Gaia Ghidelli – Ricordi
Ogni foto porta con sé mille ricordi.
Ogni foto porta con sé mille ricordi.
A volte basta inciampare nei ricordi di quelle persone, e il sorriso arriva come un treno in corsa, seguito da un vagone di lacrime.
Si dice che il tempo guarisca ogni male, peccato che per farlo ogni tanto inserisca nella tua mente dei ricordi che vorresti cancellare per sempre.
I ricordi, volteggiano nell’aria come coriandoli un frastuono di colori allegri e giocosi poi ricadono, adagiandosi silenziosi tra questi, ve n’è anche neri ricordi belli, tristi, veri.
Sto buttando via l’adolescenza, me stessa, i miei pochi amici, tutto. Sono sola, racchiusa dentro un buco nero.

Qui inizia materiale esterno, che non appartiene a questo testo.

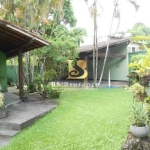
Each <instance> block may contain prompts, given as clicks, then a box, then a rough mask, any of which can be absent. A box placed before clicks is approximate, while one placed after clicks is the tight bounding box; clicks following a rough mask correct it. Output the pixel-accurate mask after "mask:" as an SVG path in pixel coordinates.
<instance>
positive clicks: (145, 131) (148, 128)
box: [130, 125, 149, 137]
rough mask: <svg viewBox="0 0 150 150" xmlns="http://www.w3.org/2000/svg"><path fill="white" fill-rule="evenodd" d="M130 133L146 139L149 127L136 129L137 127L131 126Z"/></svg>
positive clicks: (135, 135)
mask: <svg viewBox="0 0 150 150" xmlns="http://www.w3.org/2000/svg"><path fill="white" fill-rule="evenodd" d="M130 132H131V133H132V134H133V135H134V136H135V137H146V136H148V133H149V126H148V125H146V126H144V127H137V126H134V125H131V126H130Z"/></svg>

I ricordi sono un pugno di sabbia che scivola tra le dita senza allontanarsi mai dal mare.
– Lo sai perché non mi sono ancora uccisa? Dopo aver subito sulla mia pelle le mani che hanno scagliato mio figlio dalle mura di Troia, lo sai perché non mi uccido?[…]Perché la dolcezza dei miei ricordi è pur sempre maggiore dell’orrore di quel massacro. Ed essi mi sono talmente cari che solo per quelli ho la forza di vivere. La morte, anche di quelli mi priverebbe. Ettore mio, solo e unico amore, il mio bambino adorato, morirebbero del tutto e per sempre. La mia vita, benché miserabile, benché piena di vergogna, prolunga la loro. Senza di essa anche il loro ricordo sarebbe spento per sempre.